Bought in 1926, the farm is now run by third-generation farmers, Colin, his two brothers and their sons. The heart of this farm has always been dairy, however, over the years the farm has had to diversify into other areas, such as arable. A benefit of this diversification is that the farm’s 160 hectares of arable land is now used to produce all the feed and bedding for the dairy side of the business, which is a key factor in allowing the business to reduce overheads, increase margins and improve self-sustainability. 

As a result of these different farming enterprises, the demand on the partners grew over time, resulting in less time to manage the herd of cows and more time filled with management jobs. In the summer of 2019, Dusthill Farm implemented a LEADER-funded project for a new robotic milking system and slurry processing unit. This was a revolutionary investment for the running of the farm.

The new robotic milking system not only allows the business to be more productive, but also has numerous health benefits for the cows. Through the positive association with being fed while milked and the autonomy for the cows to decide when to be milked, it reduces stress for the animal overall. Another benefit of the new system is the health checks for the cows, which allows for the monitoring of teat health. As each cow also wears a collar, all the data from each milking is directly linked to an app on the farmer’s device or computer. The farmer can then monitor the temperature of the cow, the body condition, and its movement. This means they can observe and examine the health of individual cows, leading to the best possible care for each cow.

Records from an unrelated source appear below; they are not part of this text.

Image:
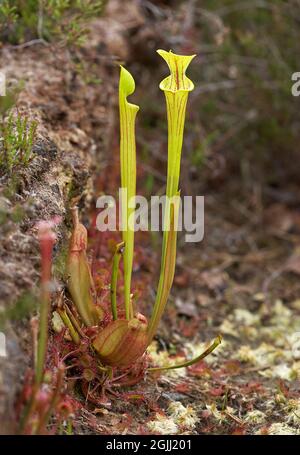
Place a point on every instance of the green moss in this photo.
(62, 20)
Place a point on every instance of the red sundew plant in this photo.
(107, 344)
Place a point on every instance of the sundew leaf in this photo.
(79, 278)
(128, 113)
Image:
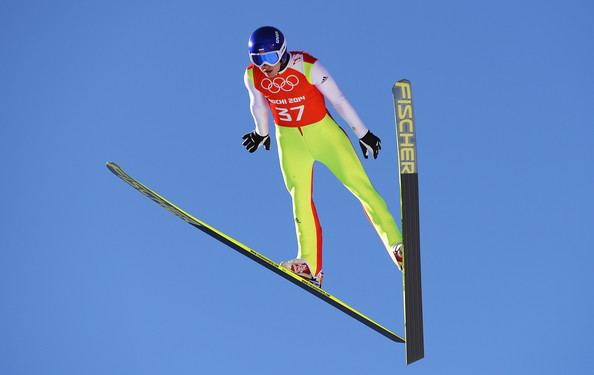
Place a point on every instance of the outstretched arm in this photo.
(258, 107)
(322, 79)
(370, 144)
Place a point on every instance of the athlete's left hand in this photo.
(370, 143)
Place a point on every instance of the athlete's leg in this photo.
(333, 148)
(297, 168)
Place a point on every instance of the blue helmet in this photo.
(267, 45)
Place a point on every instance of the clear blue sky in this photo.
(97, 279)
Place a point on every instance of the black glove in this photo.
(253, 140)
(370, 142)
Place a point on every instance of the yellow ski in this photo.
(253, 254)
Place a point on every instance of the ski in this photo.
(409, 208)
(253, 254)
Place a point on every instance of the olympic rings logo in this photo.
(277, 84)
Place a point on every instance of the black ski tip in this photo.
(112, 166)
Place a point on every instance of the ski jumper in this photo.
(306, 133)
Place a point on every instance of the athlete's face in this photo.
(270, 71)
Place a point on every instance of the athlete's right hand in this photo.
(253, 140)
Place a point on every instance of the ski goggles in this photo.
(268, 58)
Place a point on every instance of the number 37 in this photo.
(285, 115)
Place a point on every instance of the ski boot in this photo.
(301, 268)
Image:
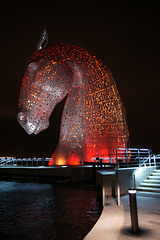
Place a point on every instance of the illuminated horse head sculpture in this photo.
(93, 120)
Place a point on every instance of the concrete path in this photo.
(148, 217)
(109, 224)
(115, 222)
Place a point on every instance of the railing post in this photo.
(139, 157)
(150, 161)
(127, 157)
(154, 158)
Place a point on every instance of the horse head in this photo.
(44, 84)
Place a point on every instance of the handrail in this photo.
(142, 164)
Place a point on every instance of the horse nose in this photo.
(21, 118)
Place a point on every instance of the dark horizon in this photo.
(126, 37)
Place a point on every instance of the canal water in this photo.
(47, 211)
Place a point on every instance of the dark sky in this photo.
(125, 35)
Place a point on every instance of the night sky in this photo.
(126, 36)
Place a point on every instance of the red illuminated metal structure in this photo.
(94, 118)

The other aspect of the project is the automated scrapers and slurry separator. This equipment allows for the continuous scraping of the passageway, rather than once or twice a day, allowing for a cleaner environment for the cows, improving the health of their feet and reducing the lameness in the herd. The scraped slurry is then divided in the slurry separator and mixer, and the organic matter is used in the fields where there is a need for an organic matter boost. The liquid is used to replace fertiliser in targeted areas. As a result of this separator and mixer, there has been a reduction in the amount of nitrate on the ground.

This project has not only improved the lives of the cows and their welfare, it has also allowed the farm business to be more productive, producing a third more milk a day. Colin summarises the project saying: “the herd is far more relaxed and I wish I’d implemented such a project years ago”.

The benefits of being able to monitor and understand the herd is key to the efficient, self-sufficient farming of the future.